Friday, May 29, 2009

The zoo is a bitch

I was supposed to meet Rachel at the zoo today at 10am. We got up on time. I packed our lunches. We left the house 10 minutes early. Everything seemed perfect. And then I got to the zoo. The motherfucking zoo. The exit to get off the highway was backed up. I sat on the exit ramp for about 20 minutes. Then we slowly crept around the block to look for parking. I decided to just follow the big yellow school buses. BAD PLAN.

After watching 596 buses pull into a big parking lot, I finally got my chance to go in. Except the bastard parking attendant wouldn't let me park there. Apparently that lot was being used for buses only. But there was a big sign the said, "ZOO PARKING $12." I was confused. He directed me back around the block. By this point it was already a few minutes after 10:00. I started feeling a little panicky.
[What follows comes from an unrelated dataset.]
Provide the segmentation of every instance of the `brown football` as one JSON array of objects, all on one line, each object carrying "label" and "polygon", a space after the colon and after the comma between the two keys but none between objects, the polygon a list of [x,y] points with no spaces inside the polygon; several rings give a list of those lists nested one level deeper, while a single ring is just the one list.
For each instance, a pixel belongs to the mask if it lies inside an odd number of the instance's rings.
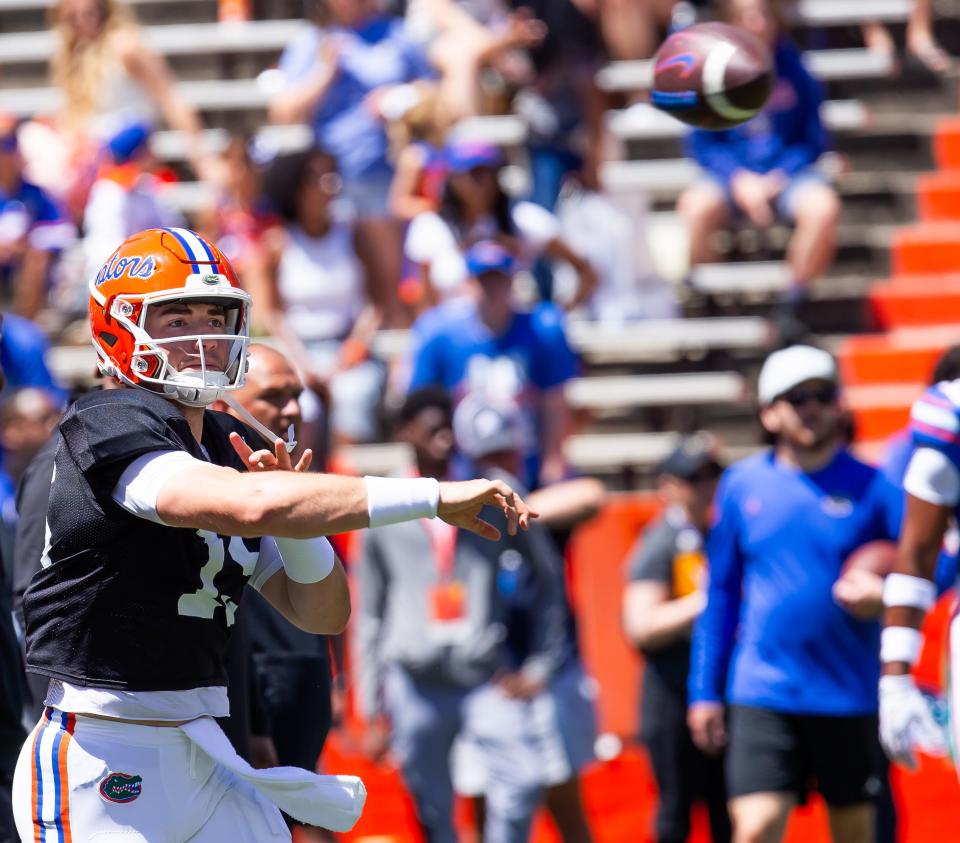
[{"label": "brown football", "polygon": [[843,563],[843,572],[869,571],[880,577],[885,577],[893,571],[897,561],[897,546],[891,541],[877,539],[860,545]]},{"label": "brown football", "polygon": [[675,32],[653,57],[651,102],[702,129],[729,129],[763,108],[774,83],[773,56],[755,36],[726,23]]}]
I don't have a cell phone, so I couldn't call Rachel to explain my tardiness. I slowly crept back around the block. There were a million buses parked along that road, and I somehow missed the parking lot entrance. So, I had to drive down a few blocks and turn around. I went back up to the parking lot, but I was now turning left against the traffic. No one would stop to let me turn. NO ONE! I sat there for an eternity, and not one kind soul let me enter the parking area. This is the point where I completely lost my shit. I started screaming about parking lots and traffic and bastard drivers. Porgie started crying, and I knew that I had to get my act together.
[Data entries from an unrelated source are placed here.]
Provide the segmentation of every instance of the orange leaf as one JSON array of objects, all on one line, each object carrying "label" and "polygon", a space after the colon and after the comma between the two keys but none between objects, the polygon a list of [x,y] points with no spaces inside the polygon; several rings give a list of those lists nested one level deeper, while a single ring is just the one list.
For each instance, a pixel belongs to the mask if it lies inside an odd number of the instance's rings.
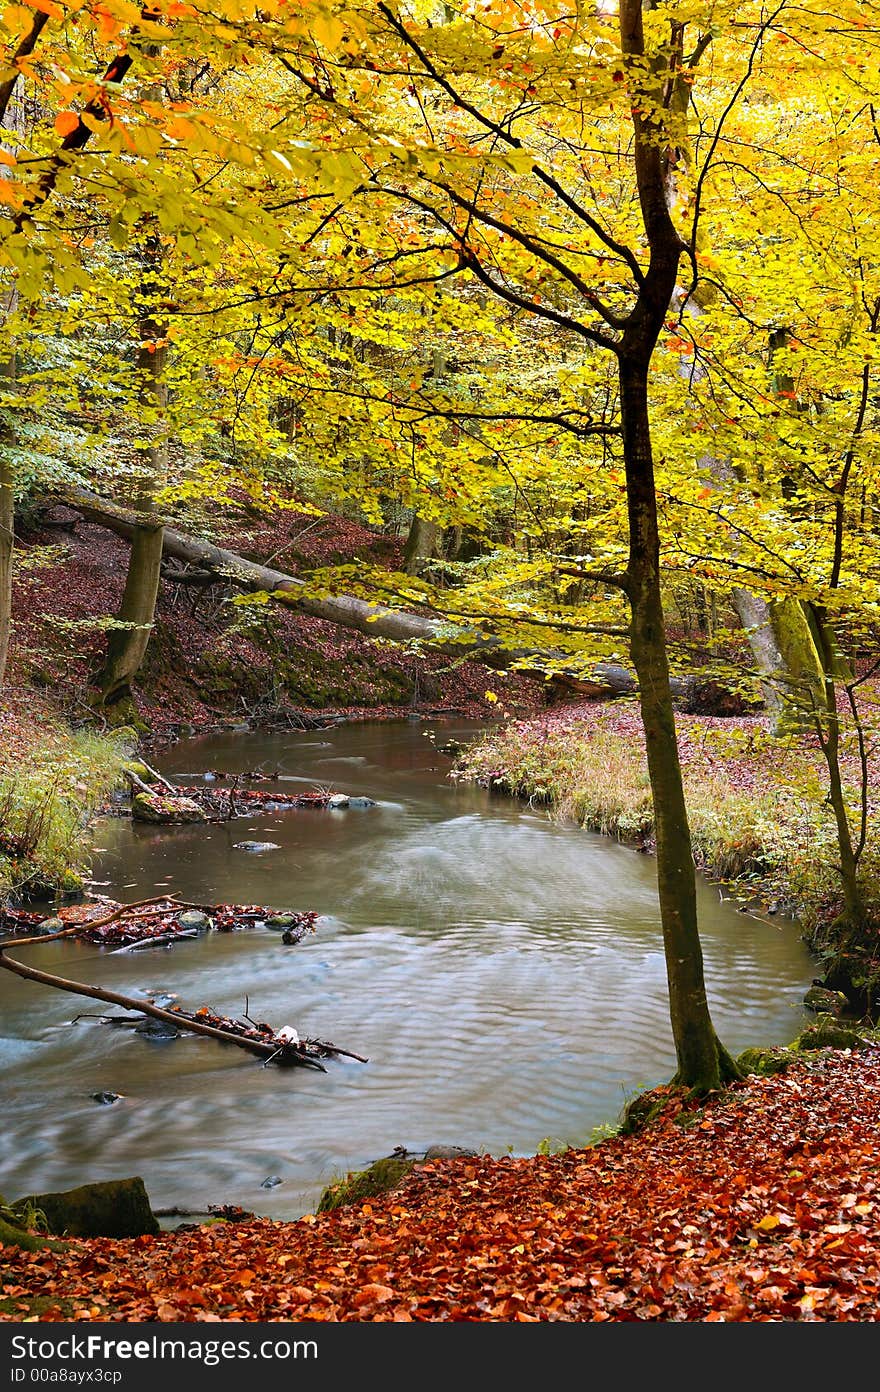
[{"label": "orange leaf", "polygon": [[55,117],[55,130],[59,135],[70,135],[79,125],[79,117],[75,111],[59,111]]}]

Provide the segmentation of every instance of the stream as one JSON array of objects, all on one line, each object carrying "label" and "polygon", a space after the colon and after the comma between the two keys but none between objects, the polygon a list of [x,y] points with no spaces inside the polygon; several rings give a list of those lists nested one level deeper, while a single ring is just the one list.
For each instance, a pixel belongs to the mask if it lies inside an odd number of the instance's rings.
[{"label": "stream", "polygon": [[[3,1193],[139,1174],[154,1207],[294,1218],[395,1146],[525,1155],[545,1139],[584,1144],[635,1092],[667,1081],[653,859],[450,782],[436,746],[479,729],[350,723],[168,751],[162,770],[183,781],[278,771],[269,787],[332,786],[377,805],[165,828],[107,817],[94,828],[94,889],[315,909],[317,932],[296,947],[263,927],[147,952],[62,941],[23,956],[131,995],[173,992],[190,1009],[238,1015],[247,998],[255,1018],[369,1062],[267,1068],[193,1036],[72,1024],[100,1005],[0,973]],[[278,849],[235,849],[247,839]],[[706,882],[699,904],[725,1044],[787,1043],[808,1018],[815,971],[797,926],[740,913]],[[122,1096],[92,1100],[105,1090]],[[269,1177],[282,1182],[263,1187]]]}]

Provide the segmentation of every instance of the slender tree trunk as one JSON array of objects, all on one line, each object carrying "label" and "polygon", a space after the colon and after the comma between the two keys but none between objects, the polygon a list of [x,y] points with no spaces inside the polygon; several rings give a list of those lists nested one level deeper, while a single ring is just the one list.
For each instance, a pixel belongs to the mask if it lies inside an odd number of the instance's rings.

I calmly went around the block, came back, and parked my car. I glanced over at the clock. It was 10:25. FUCK! I tossed the kids in the stroller and ran to the front entrance where we were supposed to meet our buddies. But Rachel was no where to be found. We bought our tickets and went inside anyways. It took me 30 minutes to find a damn parking spot - WE WERE GOING TO HAVE FUN DAMMIT!

A few minutes later I ran into Rachel. What are the odds? And we got to have our zoo playdate after all. The kids were adorable. Porgie and Max even held hands. It was sweet. Rachel was awesome, as usual. And Sam? I could eat her up. Too stinking cute!

And then I tried to leave the zoo. Somehow, I got lost. I have GPS. All I have to do is follow a green line. I am a complete moron.

The end.

PS - I would post pictures, but I FORGOT MY FUCKING CAMERA.